How are hardwood forests in the United States doing today?
We are growing far more hardwoods each year than are harvested and lost to fire, insect and disease. In fact, if hardwood trees stopped growing today, and harvesting continued at the same rate, our hardwood timber supply would last over 75 years.
What is biodiversity and how can we protect it?
Biodiversity refers to the variety and variability among living organisms and the ecosystems in which they occur.
Forest management enhances biodiversity after harvest, while providing a mosaic of forest types and age classes across the landscape, and benefiting a broader range of plants and animals than does any single habitat type – including old-growth forests.
Conserving and enhancing biological diversity is an integral part of natural resource management…including timber harvesting and food production.
Where are America’s trees, and who owns them?
Forests cover about one-third of all land in the United States. The Pacific Northwest is home to some of our oldest forests, while hardwood forests are most abundant east of the Mississippi River.
More than 58 percent of America’s timberland is owned by non-industrial private landowners. Twenty seven percent of the timberland consists of public lands and national forests, while 14 percent is owned by the forest industry.
What is the difference between a national park and a national forest?
The U.S. National Park System (83 million acres) preserves natural features, exceptional beauty and areas of historical interest. It includes battlefields, lakeshores, memorials, monuments, preserves, recreation areas, scenic trails and wild and scenic rivers. Unlike national forests, national parks do not allow any timber harvesting or hunting.
The National Forest System (191 million acres) was established “…to furnish a continuous supply of timber for the use and necessities of citizens of the United States…” and to improve and protect the forest, securing favorable conditions of water-flows. Twenty-five percent of the gross receipts from timber sales by the National Forest System go directly to states for county roads and schools, which amounts to hundreds of millions of dollars each year.
What is sustainable forest management?
Sustainable forest management involves managing forests for their multiple benefits today, without depleting future generations’ ability to manage the forests for their needs. Over the long term, we should harvest no more than what the forest grows, nor degrade the forest’s capability for growth.
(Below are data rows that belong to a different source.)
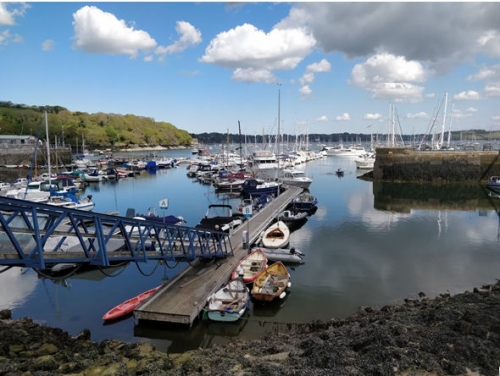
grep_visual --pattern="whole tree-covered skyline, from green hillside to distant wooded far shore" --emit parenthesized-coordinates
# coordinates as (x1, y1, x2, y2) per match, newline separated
(0, 101, 500, 148)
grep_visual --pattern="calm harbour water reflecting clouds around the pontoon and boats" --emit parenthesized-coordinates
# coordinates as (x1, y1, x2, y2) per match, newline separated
(0, 151, 500, 352)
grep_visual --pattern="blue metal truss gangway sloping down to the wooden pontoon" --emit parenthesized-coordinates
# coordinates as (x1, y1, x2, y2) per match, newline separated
(0, 197, 234, 269)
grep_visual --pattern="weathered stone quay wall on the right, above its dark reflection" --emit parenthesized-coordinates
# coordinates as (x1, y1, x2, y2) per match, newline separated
(373, 148, 500, 183)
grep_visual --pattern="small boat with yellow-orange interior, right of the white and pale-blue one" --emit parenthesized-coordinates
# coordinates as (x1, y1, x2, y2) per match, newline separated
(252, 261, 291, 302)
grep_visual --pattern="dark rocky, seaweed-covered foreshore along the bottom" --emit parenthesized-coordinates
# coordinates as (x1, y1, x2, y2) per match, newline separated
(0, 282, 500, 376)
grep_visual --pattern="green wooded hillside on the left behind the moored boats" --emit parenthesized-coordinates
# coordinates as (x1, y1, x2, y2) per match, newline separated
(0, 102, 192, 148)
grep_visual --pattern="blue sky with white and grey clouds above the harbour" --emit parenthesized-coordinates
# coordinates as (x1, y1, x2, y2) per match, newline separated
(0, 2, 500, 134)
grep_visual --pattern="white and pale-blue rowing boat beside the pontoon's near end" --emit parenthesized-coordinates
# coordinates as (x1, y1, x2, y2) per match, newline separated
(206, 279, 250, 322)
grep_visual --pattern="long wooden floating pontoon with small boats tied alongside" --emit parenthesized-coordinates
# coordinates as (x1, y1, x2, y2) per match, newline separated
(134, 187, 302, 325)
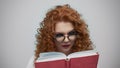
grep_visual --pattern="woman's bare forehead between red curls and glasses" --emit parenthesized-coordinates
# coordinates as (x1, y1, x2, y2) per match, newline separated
(55, 21, 74, 33)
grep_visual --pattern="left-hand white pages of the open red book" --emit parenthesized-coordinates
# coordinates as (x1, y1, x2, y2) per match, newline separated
(36, 52, 66, 62)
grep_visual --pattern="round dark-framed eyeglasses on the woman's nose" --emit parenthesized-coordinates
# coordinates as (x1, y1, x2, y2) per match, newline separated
(54, 30, 77, 42)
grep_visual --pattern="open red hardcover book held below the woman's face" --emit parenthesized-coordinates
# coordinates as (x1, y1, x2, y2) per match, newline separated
(35, 50, 99, 68)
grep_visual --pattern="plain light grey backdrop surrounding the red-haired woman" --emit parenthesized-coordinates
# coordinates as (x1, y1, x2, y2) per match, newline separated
(0, 0, 120, 68)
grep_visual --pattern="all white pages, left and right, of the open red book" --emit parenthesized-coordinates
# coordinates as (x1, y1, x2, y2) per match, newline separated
(36, 50, 97, 62)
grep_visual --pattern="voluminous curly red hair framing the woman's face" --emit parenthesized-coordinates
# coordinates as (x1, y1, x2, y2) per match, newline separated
(35, 4, 93, 60)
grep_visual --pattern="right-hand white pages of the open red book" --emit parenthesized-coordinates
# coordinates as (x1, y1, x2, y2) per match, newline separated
(67, 50, 97, 59)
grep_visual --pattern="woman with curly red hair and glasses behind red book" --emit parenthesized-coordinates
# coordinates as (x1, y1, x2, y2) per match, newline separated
(28, 5, 93, 68)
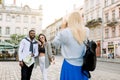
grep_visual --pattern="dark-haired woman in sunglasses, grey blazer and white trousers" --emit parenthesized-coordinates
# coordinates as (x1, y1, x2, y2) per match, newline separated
(38, 34, 54, 80)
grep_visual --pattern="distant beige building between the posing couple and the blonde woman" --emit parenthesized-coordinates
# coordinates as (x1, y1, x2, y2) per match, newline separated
(43, 18, 62, 55)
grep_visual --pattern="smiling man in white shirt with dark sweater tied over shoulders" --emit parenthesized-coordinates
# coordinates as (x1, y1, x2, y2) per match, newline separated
(18, 30, 38, 80)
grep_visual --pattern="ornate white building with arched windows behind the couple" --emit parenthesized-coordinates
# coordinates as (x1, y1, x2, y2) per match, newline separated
(0, 4, 42, 41)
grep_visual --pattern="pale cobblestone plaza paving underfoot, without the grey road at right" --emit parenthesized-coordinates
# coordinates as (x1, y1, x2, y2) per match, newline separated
(0, 56, 120, 80)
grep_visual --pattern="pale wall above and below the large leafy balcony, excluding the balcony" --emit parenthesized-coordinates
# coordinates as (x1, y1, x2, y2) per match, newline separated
(84, 0, 103, 41)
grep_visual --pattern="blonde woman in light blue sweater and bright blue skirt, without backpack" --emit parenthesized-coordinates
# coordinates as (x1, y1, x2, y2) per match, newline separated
(52, 12, 88, 80)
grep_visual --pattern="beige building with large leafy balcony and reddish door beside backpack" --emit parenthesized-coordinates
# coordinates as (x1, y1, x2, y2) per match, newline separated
(84, 0, 104, 57)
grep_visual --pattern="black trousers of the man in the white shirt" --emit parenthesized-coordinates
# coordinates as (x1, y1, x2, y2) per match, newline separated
(21, 63, 34, 80)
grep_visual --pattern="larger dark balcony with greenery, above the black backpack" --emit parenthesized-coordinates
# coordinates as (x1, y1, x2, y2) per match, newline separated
(85, 18, 102, 28)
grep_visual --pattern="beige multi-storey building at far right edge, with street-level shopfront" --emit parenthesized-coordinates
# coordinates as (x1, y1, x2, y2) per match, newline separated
(103, 0, 120, 57)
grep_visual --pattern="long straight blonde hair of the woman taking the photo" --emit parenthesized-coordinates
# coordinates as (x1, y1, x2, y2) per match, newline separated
(67, 11, 86, 44)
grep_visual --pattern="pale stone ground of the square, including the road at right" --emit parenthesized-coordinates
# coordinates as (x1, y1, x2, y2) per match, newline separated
(0, 56, 120, 80)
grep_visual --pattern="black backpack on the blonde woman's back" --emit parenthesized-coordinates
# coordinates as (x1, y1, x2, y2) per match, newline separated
(82, 40, 97, 78)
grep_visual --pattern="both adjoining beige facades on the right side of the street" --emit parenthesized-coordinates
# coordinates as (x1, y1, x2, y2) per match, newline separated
(84, 0, 120, 57)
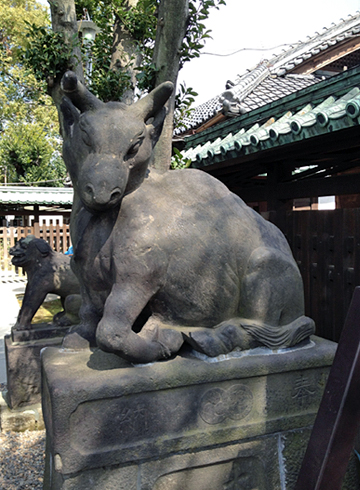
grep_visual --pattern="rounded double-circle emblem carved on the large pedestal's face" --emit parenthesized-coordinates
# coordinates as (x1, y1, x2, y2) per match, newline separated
(200, 384, 253, 425)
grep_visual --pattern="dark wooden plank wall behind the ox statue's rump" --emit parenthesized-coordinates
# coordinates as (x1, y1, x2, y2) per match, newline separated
(282, 209, 360, 341)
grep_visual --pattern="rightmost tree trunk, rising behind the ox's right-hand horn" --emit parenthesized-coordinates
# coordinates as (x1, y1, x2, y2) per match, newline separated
(152, 0, 189, 171)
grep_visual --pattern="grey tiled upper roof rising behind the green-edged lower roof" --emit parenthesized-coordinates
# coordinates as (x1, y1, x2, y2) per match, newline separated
(175, 12, 360, 137)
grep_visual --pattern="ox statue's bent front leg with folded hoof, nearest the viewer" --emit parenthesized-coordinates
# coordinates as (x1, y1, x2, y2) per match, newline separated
(96, 284, 183, 363)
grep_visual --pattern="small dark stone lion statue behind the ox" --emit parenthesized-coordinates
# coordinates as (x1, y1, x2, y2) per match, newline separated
(10, 235, 81, 330)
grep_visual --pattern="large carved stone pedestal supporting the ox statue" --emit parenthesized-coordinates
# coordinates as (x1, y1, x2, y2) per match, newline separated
(42, 337, 356, 490)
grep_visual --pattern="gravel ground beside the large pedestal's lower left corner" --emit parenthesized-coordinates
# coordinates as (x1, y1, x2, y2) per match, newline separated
(0, 384, 45, 490)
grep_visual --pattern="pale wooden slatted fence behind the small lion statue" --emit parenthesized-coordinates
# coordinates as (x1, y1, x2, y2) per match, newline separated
(0, 223, 70, 281)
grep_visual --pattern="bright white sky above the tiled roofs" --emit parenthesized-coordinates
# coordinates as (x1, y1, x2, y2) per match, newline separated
(178, 0, 360, 105)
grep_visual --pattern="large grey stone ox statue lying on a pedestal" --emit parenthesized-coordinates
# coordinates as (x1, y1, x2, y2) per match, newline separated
(61, 72, 314, 363)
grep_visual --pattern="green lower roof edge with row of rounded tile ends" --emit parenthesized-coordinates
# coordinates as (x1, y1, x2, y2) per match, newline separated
(182, 67, 360, 167)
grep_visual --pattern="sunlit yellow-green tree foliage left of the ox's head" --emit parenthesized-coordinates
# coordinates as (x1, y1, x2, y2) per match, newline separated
(0, 0, 65, 186)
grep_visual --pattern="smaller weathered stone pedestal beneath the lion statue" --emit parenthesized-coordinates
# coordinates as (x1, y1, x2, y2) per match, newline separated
(4, 323, 68, 409)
Timber is not the only component of sustainable forest management. We must also sustain biodiversity, production of clean air and clean water, wildlife habitat and the other benefits.
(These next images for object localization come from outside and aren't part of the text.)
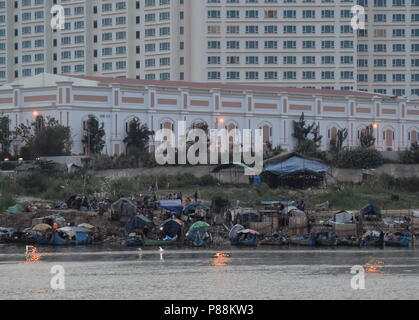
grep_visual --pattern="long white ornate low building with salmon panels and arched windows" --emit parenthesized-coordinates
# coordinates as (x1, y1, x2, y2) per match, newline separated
(0, 74, 419, 155)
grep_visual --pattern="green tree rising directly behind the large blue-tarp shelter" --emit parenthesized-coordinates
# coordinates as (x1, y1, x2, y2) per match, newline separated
(293, 113, 323, 155)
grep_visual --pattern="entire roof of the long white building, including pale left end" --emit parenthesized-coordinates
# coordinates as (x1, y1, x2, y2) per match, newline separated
(0, 73, 389, 98)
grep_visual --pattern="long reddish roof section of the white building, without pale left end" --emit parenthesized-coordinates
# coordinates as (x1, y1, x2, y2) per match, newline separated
(66, 75, 385, 97)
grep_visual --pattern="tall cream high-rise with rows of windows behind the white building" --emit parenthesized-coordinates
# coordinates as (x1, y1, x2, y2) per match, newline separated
(0, 0, 419, 96)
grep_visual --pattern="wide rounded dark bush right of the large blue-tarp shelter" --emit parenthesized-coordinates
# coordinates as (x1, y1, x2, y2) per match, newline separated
(333, 147, 384, 169)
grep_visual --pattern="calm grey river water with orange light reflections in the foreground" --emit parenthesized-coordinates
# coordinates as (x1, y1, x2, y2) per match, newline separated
(0, 245, 419, 300)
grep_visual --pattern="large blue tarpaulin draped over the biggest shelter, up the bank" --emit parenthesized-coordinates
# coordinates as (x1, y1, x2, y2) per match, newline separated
(263, 156, 329, 176)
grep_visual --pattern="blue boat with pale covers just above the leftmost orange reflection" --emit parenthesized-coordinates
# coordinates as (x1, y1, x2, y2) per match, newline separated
(34, 227, 93, 246)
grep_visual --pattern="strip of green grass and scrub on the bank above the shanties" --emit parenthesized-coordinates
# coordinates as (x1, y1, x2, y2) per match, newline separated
(0, 172, 419, 210)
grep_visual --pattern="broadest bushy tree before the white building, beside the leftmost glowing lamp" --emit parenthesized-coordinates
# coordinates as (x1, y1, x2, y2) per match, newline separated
(16, 117, 72, 159)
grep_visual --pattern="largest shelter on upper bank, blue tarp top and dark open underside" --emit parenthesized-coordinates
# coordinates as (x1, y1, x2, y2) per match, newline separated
(262, 153, 330, 188)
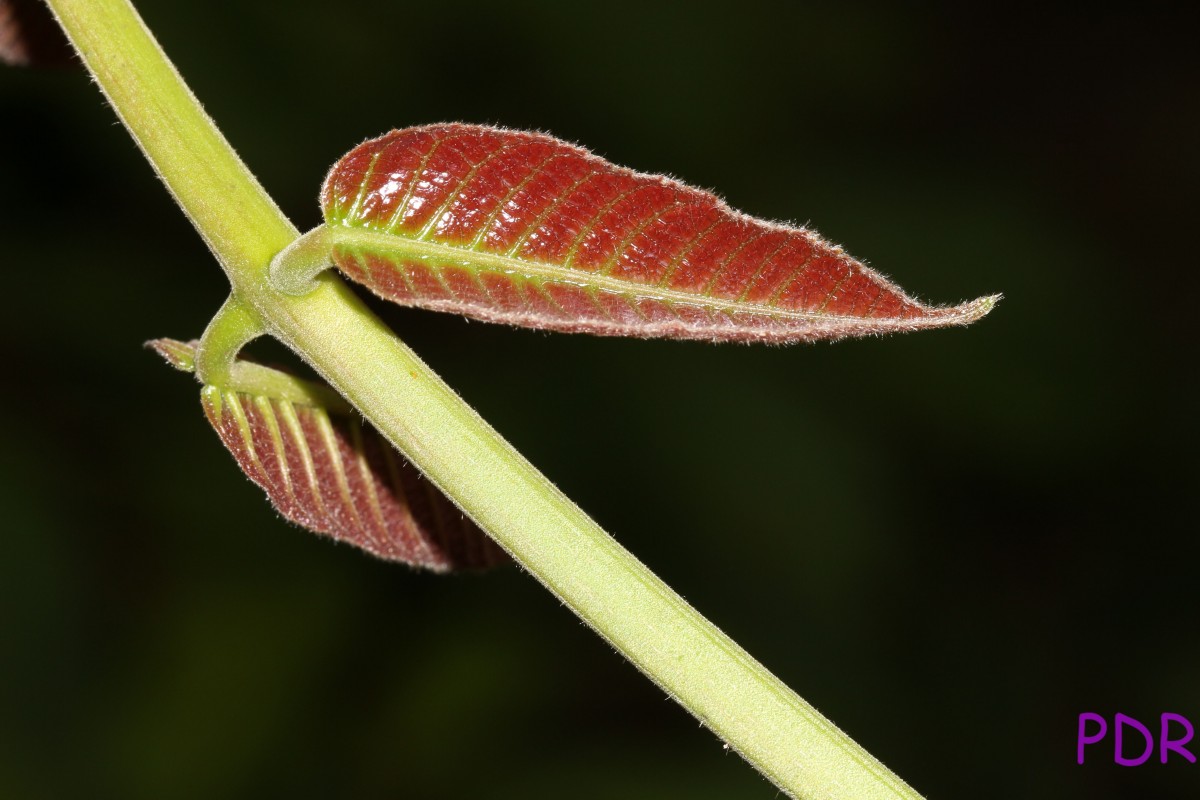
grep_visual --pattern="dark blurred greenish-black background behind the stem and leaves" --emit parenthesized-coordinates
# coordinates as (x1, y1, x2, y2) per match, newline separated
(0, 0, 1200, 800)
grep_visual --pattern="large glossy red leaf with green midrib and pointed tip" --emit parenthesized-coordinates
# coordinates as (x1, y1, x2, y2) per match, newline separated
(320, 124, 998, 343)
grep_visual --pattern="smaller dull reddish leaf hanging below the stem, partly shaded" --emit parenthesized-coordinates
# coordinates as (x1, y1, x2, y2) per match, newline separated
(148, 339, 508, 572)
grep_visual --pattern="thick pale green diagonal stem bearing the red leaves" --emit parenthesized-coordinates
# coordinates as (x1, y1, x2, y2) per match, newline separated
(48, 0, 919, 800)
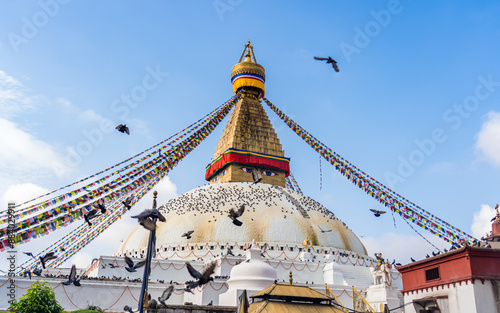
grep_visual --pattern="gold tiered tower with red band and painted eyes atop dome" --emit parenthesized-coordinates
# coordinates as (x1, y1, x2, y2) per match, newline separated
(205, 41, 290, 187)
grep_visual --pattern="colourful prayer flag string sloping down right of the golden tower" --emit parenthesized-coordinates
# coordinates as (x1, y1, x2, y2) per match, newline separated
(262, 98, 475, 243)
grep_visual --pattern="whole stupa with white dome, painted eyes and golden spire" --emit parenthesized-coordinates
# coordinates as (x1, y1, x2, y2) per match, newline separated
(0, 42, 402, 312)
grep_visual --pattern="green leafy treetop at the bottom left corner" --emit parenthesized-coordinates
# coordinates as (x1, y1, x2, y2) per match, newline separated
(9, 281, 63, 313)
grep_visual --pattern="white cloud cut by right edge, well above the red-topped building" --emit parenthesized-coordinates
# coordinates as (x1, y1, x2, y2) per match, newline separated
(476, 111, 500, 166)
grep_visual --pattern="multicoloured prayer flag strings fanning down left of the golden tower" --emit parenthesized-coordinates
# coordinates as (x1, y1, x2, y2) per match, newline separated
(0, 93, 241, 262)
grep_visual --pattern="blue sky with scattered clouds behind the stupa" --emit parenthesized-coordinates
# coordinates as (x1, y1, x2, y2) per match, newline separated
(0, 0, 500, 268)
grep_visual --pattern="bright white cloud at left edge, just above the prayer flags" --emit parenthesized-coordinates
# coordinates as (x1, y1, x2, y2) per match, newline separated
(0, 118, 63, 170)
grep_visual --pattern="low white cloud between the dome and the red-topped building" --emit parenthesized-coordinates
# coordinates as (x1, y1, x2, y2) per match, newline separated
(361, 232, 450, 264)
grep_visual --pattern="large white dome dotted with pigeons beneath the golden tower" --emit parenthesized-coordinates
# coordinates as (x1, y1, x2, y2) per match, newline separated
(119, 183, 366, 255)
Have North American forests been managed using sustainable methods?
The United States still has 70% of the forest land it had in pre-colonial times. The decline in U.S. forest land area stabilized shortly after 1900, following the end of widespread agricultural clearing, and has remained relatively constant since. The volume of standing growing stock and saw timber can only increase when we harvest less timber than is available for harvest. Thus, for the past 50 years, North America’s timber resource has been managed by sustainable methods.
Can foresters and industry be trusted to use sustained yield?
Foresters determine when and how trees should be harvested, ensuring that forests are healthy and productive. The industry is committed to sustainable forest management and follows the guidelines and standards of the American Forest & Paper Association’s Sustainable Forestry InitiativeSM and the National Hardwood Lumber Association’s Sustainable Forest Policy.
The industry continues to improve yields of the finished products from each tree, and to invest in forestry and genetic research, which ensures that industry lands will be even more productive in the future.
How important is the forest products industry to the United States?
In the United States, forest products companies employ 1.75 million people and are ranked among the top ten employers in 40 states.
Also, the average single-family home contains over 13,000 board feet of lumber, and 94 percent of all new homes are built with wood frames.
Is wood an environmentally sensitive building material?
Wood is recyclable, biodegradable and durable – sometimes lasting for centuries. When it is no longer needed, it can be returned to the earth and renewed for future generations. Resources such as iron ore, coal and limestone, once removed, are gone forever.
Wood is a more efficient insulator, requires less energy, less clean water, and creates less carbon dioxide than manufactured steel.